Contact: Jennifer Scott (202) 249-6512
WASHINGTON (May 21, 2013) – Plentiful supplies of natural gas from shale have created a decisive competitive advantage for America’s chemical manufacturers that is attracting billions in new investment to the United States, increasing exports of manufactured goods and creating jobs, American Chemistry Council (ACC) President and CEO Cal Dooley said today on Capitol Hill.
“Abundant and affordable supply of natural gas has transformed the U.S. chemical industry from the world’s high-cost producer five years ago to among the world’s lowest-cost producers today,” Dooley said at the Senate Energy and Natural Resources Committee’s Natural Gas Forum on Domestic Supply and Exports. “Dozens of companies are making plans to invest in new U.S. chemicals production capacity.”

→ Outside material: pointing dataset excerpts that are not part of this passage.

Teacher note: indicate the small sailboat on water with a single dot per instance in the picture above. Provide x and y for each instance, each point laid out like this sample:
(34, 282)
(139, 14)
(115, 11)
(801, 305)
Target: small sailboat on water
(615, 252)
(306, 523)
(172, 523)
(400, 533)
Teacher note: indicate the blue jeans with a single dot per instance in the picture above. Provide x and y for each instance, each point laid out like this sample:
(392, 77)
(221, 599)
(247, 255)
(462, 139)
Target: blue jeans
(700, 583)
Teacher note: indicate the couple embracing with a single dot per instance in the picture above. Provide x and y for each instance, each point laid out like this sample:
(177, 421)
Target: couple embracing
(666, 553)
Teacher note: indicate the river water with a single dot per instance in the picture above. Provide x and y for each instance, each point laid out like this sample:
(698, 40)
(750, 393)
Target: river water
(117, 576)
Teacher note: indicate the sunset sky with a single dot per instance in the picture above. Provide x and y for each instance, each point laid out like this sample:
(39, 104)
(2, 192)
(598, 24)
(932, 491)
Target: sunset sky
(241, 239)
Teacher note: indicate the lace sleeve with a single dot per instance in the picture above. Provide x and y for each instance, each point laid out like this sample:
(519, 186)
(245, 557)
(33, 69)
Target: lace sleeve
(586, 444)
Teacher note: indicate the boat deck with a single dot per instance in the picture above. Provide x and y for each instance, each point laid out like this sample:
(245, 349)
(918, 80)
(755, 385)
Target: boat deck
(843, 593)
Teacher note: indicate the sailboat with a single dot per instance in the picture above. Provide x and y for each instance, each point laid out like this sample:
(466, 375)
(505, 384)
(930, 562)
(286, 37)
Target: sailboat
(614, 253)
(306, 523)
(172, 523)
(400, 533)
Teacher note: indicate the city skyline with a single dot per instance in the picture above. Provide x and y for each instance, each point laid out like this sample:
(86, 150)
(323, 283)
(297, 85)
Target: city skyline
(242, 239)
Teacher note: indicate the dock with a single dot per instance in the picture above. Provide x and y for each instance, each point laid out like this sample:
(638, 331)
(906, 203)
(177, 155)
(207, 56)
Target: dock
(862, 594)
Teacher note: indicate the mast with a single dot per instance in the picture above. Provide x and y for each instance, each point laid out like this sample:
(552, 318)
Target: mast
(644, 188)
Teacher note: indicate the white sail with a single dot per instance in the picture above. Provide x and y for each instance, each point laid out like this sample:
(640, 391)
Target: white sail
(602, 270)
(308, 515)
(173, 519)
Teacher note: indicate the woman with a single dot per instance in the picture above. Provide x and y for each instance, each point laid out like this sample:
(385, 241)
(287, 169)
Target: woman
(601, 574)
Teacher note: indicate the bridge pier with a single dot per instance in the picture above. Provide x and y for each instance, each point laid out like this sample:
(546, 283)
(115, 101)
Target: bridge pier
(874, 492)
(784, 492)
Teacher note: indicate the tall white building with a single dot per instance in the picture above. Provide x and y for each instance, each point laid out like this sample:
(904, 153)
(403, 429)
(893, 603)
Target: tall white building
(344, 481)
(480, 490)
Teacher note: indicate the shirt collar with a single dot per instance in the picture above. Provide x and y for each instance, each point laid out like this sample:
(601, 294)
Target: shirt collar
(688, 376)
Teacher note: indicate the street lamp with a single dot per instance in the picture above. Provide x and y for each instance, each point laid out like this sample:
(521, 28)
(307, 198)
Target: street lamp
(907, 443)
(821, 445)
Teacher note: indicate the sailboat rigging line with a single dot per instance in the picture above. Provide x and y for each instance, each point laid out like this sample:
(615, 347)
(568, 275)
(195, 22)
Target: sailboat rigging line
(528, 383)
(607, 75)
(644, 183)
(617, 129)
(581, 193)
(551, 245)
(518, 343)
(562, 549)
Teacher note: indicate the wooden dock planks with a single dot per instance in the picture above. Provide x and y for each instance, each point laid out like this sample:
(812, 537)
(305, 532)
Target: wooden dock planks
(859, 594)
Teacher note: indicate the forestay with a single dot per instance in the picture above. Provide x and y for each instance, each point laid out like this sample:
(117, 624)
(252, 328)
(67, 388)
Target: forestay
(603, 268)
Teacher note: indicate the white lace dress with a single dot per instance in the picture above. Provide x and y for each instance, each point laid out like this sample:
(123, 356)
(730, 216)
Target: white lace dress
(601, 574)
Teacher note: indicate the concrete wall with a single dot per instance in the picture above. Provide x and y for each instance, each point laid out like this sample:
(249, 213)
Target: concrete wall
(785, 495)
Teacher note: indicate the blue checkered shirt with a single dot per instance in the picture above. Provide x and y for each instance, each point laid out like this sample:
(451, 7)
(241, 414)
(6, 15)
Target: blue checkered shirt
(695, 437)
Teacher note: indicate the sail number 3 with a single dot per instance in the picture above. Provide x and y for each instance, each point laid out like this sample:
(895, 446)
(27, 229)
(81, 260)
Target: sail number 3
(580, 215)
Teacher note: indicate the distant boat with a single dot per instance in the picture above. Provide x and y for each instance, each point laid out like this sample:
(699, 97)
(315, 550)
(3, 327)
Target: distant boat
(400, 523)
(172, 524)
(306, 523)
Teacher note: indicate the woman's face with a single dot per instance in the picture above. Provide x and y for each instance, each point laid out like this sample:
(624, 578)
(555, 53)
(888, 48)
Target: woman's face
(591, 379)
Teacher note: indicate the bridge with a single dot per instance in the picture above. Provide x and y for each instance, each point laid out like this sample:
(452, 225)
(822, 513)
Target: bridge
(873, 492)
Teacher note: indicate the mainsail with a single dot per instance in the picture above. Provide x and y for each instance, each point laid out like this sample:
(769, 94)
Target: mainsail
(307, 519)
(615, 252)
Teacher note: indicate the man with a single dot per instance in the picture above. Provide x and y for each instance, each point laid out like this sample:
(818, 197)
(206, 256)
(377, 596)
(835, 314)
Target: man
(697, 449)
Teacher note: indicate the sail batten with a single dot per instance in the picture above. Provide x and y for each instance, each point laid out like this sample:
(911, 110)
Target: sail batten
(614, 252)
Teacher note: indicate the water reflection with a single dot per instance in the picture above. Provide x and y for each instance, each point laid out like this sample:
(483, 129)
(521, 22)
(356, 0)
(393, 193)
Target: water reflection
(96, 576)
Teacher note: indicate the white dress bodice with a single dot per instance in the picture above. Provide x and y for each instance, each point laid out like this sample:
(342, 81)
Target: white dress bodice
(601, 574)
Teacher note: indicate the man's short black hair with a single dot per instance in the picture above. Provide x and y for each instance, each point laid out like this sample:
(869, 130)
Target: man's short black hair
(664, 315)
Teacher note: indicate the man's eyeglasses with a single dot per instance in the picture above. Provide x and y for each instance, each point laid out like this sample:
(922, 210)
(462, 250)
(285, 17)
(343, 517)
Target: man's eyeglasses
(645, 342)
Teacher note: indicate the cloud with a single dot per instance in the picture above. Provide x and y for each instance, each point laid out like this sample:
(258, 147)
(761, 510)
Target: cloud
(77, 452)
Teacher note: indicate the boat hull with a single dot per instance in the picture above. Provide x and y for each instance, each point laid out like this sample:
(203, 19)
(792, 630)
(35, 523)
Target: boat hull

Of the companies that have announced investments, “Roughly half are from firms based abroad,” Dooley continued. “The fact that such large numbers of foreign-owned companies are choosing to source their chemistry in the United States is unprecedented in recent history, and a testament to the value and affordability of America’s shale gas and ethane supplies.” The U.S. chemical industry’s ability to compete globally is largely determined by the price and availability of natural gas and natural gas liquids, which are used as its major fuel source and raw material, or feedstock.
An ACC report released yesterday describes the economic impacts of the chemical industry’s global competitive advantage driven by shale gas. The report, entitled “Shale Gas, Competitiveness, and New U.S. Chemical Industry Investment – An Analysis Based on Announced Projects,” examined 97 chemical and plastics projects announced through March 2013, totaling $71.7 billion in potential new U.S. investment. Much of the investment is geared toward export markets for chemistry and plastics products, which can help improve the U.S. trade balance. The report measures impacts for job creation as well as new output and tax revenue.
Dooley emphasized that government policy decisions will affect whether the U.S. is able to realize the full benefits of natural gas. Needed policies include access to oil and natural gas reserves on federal, state and private lands; ensuring reliable infrastructure to link natural gas production to chemical facilities; continuing state-based regulation of unconventional oil and natural gas production; preserving coal’s role as a source for baseload power generation; maintaining accelerated depreciation schedules for chemical industry investments in new plant and equipment; and expanding access to foreign markets for U.S. goods.
“Right now, the chemistry industry has the confidence needed to drive new U.S. investment,” ACC said in its new report. “Policymakers can help ensure that confidence continues for decades to come.”
Today’s forum focused on natural gas supply and the prospects for liquefied natural gas (LNG) exports. On the subject of LNG exports, in February ACC’s Board of Directors reaffirmed its support for free trade principles in the context of energy policy. ACC supports the application of existing trade rules, including World Trade Organization (WTO) commitments and bilateral Free Trade Agreements. We support exports of American-made products, including Liquefied Natural Gas, and we oppose imposition of any new LNG export bans or restrictions.